O processo de captação das águas da chuva ia muito além de se colocar um balde na biqueira da casa e se fazia necessário, no período que antecedia as chuvas, limpar bem as calhas e delas retirar a sujeira acumulada durante a estiagem. A poeira do telhado era lavada naturalmente com as primeiras chuvas. A cisterna, por sua vez, também sofria o processo de higienização e só então estava pronto o sistema para poder receber água nova e limpa. Quer dizer, em parte, porque era também preparada toda uma engenhoca com calhas e tubulações que ligavam o telhado à boca da cisterna, onde se colocavam telas e tecidos grossos – de preferência fundos de redes, servindo como filtro para a água da chuva que, na sua passagem pelo telhado, trazia consigo todas as impurezas que normalmente se acumulam nesses locais.
Essa água tida como pura não recebia nenhum tratamento, e era utilizada, principalmente, para beber e no preparo de alguns alimentos. Vale salientar que as águas utilizadas no banho, louça ou na lavagem de roupas, eram reaproveitadas para lavar a casa, quintais ou aguar possíveis plantas.
O curioso disso tudo é que, esses hábitos que presenciei aqui, há trinta e oito anos atrás, e que muito chamou a minha atenção na época, hoje já não são mais novidades no Sudeste, que vivendo o problema da seca, e consequentemente, a falta de água no seu dia a dia, tem buscado incessantemente soluções que venham minorar tal sofrimento.

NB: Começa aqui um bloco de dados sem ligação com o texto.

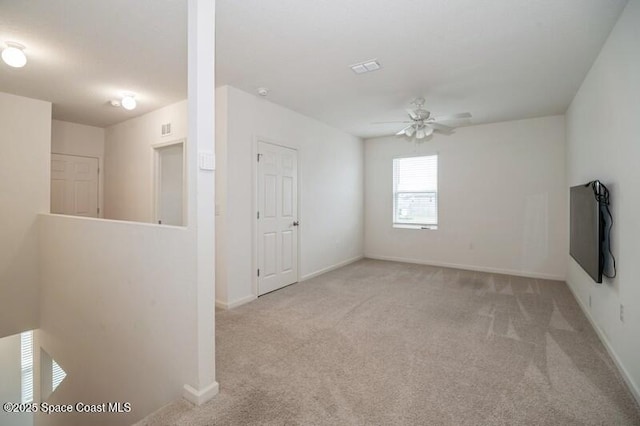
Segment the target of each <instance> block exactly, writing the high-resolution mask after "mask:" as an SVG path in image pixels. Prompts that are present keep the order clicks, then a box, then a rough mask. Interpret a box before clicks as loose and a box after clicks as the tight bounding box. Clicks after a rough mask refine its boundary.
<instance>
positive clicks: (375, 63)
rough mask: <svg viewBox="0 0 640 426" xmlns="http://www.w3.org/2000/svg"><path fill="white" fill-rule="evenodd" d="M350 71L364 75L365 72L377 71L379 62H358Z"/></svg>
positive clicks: (378, 64)
mask: <svg viewBox="0 0 640 426" xmlns="http://www.w3.org/2000/svg"><path fill="white" fill-rule="evenodd" d="M350 68H351V70H352V71H353V72H355V73H356V74H364V73H366V72H371V71H377V70H379V69H380V62H378V60H377V59H371V60H369V61H364V62H360V63H359V64H354V65H351V66H350Z"/></svg>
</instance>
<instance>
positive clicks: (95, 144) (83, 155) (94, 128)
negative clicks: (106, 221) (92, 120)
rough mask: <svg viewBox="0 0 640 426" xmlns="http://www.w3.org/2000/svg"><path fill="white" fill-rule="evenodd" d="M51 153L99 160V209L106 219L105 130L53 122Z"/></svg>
mask: <svg viewBox="0 0 640 426" xmlns="http://www.w3.org/2000/svg"><path fill="white" fill-rule="evenodd" d="M51 152H52V153H53V154H65V155H77V156H80V157H93V158H97V159H98V166H99V167H100V175H99V176H98V207H99V208H100V217H104V179H103V177H104V129H102V128H100V127H94V126H86V125H84V124H77V123H69V122H68V121H60V120H53V121H52V122H51Z"/></svg>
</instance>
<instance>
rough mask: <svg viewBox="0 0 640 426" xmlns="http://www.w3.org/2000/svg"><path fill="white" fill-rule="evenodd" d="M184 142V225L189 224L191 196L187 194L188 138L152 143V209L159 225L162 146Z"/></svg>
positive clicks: (153, 218) (183, 174) (157, 222)
mask: <svg viewBox="0 0 640 426" xmlns="http://www.w3.org/2000/svg"><path fill="white" fill-rule="evenodd" d="M178 144H182V225H181V226H187V200H188V198H189V194H187V188H188V187H187V140H186V139H185V138H183V139H174V140H170V141H167V142H159V143H154V144H152V145H151V149H153V167H152V170H151V173H152V174H153V177H152V185H153V194H152V197H151V211H152V212H153V218H152V220H153V222H152V223H153V224H154V225H158V214H159V210H160V208H159V206H158V201H159V199H160V197H159V196H158V193H159V191H160V175H159V172H160V167H159V165H160V152H159V150H160V149H161V148H166V147H168V146H172V145H178ZM161 226H172V225H161Z"/></svg>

Como diz o velho ditado, “cada um sabe onde lhe aperta o sapato”. A seca do Nordeste sempre foi vista como algo a parte, tudo muito distante. Na verdade, apenas mais um problema sem grandes soluções. Hoje, no entanto, devido a outras regiões estarem sofrendo na pele as mesmas situações, percebe-se o foco nacional no fato! Quem sabe agora teremos vez e voz...
Voltando ao Nordeste... Hoje, embora ainda existam alguns poços artesianos ativos aqui na nossa cidade, o abastecimento de água provém da maior barragem do estado que, por sinal, também depende das chuvas e vem sofrendo muito, nos últimos anos – devido à longa estiagem em sua região – e, por isso mesmo, o seu nível está muito baixo.
Em decorrência disso, o controle em relação ao consumo de água tem sido uma constante, mas ainda não tão alarmante.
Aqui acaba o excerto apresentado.